I received your letter to-day and I have now started to reply to it. When I am moved to a more permanent billet, I shall send it along to Branstone. Now there are 3 of our family in billets, and only two left behind at home. In our billet there are 8 of us, and we have to do our own washing up. And we have to sweep our rooms etc, and we get up at 6am too.

I hear that Sybil and Barbara are thinking of getting moved, and you want to be with them, so they cannot be quite so bad as you sometimes make them out to be! I hope you are still getting “Excellents” for your French, and no order marks now. But your English is not always so good, and I am sending back your letter with corrections (If I remember to put it in that is). I am very glad that you now have a bicycle, you must hurry up and learn to ride it so that you can go out for rides with Mummy and Daddy. Do you know what make it is?
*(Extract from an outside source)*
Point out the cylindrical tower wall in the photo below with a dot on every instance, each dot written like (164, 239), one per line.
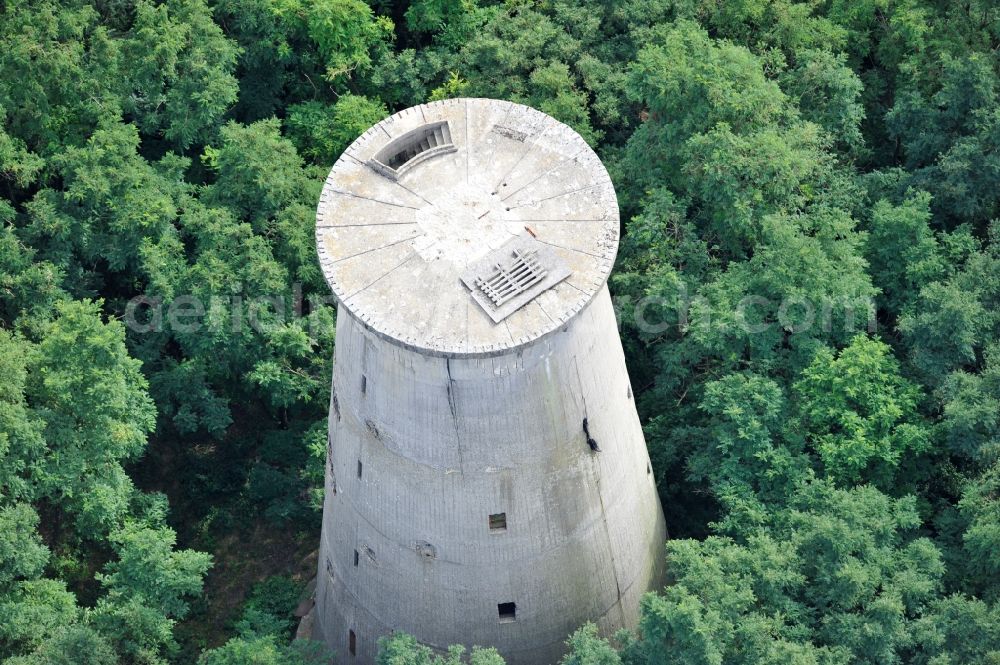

[SUNDAY] You are doing quite a lot of travelling by yourself now, more than I used to do when I was your age, though I suppose there is somebody to meet you at each end of the journey. Blackpool is quite a large town, and there are plenty of shops and lots of cinemas and theatres. There does not seem to be such a shortage of things here, although the apples we get are not at all good. If I am able to, I shall get you some hair clips! Then you will have no excuse for wearing those other old things. Blackpool is not very dark at nights either. There are some dim street lights, and the blackouts are very poor, but no-one seems to mind much. The trains & ‘buses run very late too – until 11 at night I believe. We have the trams outside our house, so it is quite like home in that respect. To-morrow, we are being moved to another billet, which, I hope, is better than this one. We have no supper at nights and not really enough at other times. It is quite chilly up here now (I expect it is warmer at home) and we have no fire, so I shall be glad to get out this afternoon.

I think I shall post this to-day but if  you want my address, Mummy will have it: you can let them send any letters to me, though I expect you will be too busy to reply yet. Give my love to Ped, & Grandma and all the Aunties and Uncle Dick.

xxxxxxx lots of love from Albert

My Mother was such a clever woman, it’s quite disconcerting to read Albert’s opinions about her academic abilities! I admire his modesty in not mentioning that he has gifted the money for her bicycle from his savings (see my previous post). He was a kind man and no doubt his words made her feel a little less lonely as she travelled alone from her ‘billet’ in Bournemouth to the Isle of Wight or Havant and back again. (My Mother was evacuated with her school to Bournemouth for most of the war).

I am sure this letter must have meant a lot to my Mum; she kept it for the rest of her life after all.